Ingredients for - Chicken Parm Crunchwrap

1. 4 large flour tortillas
2. 12 oz. fresh or frozen breaded chicken
3. 1 c. marinara
4. 3 c. shredded mozzarella
5. 1 c. freshly grated Parmesan, plus more for sprinkling
6. 3/4 c. chopped cherry tomatoes
7. 1/2 c. torn basil leaves
8. 2 tbsp. extra-virgin olive oil

How to cook deliciously - Chicken Parm Crunchwrap

1 . Stage

Spread a thin layer of marinara onto each flour tortilla. Top with chicken, mozzarella, Parmesan, cherry tomatoes and basil.

2 . Stage

Tightly fold the edges of the large tortilla towards the center, creating pleats.
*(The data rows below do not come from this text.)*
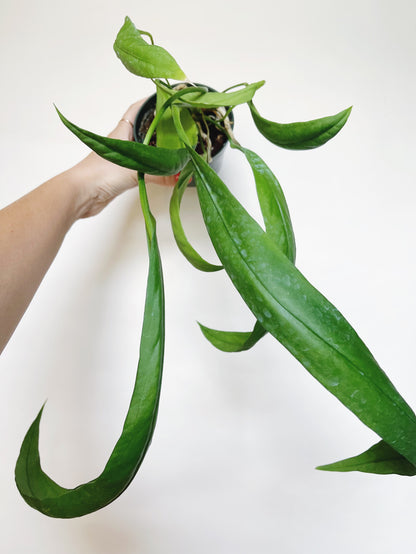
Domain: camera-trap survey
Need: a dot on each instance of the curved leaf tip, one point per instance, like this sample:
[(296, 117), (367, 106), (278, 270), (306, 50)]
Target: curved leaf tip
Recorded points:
[(302, 135)]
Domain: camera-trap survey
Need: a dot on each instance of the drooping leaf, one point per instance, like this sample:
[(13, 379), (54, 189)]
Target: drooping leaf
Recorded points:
[(300, 317), (272, 203), (303, 135), (166, 135), (39, 490), (233, 341), (206, 100), (380, 458), (178, 232), (133, 155), (279, 228), (142, 58)]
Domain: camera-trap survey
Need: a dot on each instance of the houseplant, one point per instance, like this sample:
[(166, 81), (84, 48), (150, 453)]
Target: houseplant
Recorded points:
[(260, 263)]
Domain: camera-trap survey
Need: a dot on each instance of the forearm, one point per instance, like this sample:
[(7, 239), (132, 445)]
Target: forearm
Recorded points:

After wrapping, quickly invert crunchwraps so the pleats are on the bottom and they stay together. In a medium nonstick skillet, heat a very thin layer of olive oil over medium-high heat.

3 . Stage

Add one crunchwrap, pleated side down, and cook until golden, about 3 minutes. Flip crunchwrap and cook until golden on the other side, about 3 minutes more.

4 . Stage

Remove from heat and repeat with remaining crunchwrap, adding more olive oil to the pan when necessary.

5 . Stage

Sprinkle more Parmesan on top, if desired, then slice into wedges. Serve warm.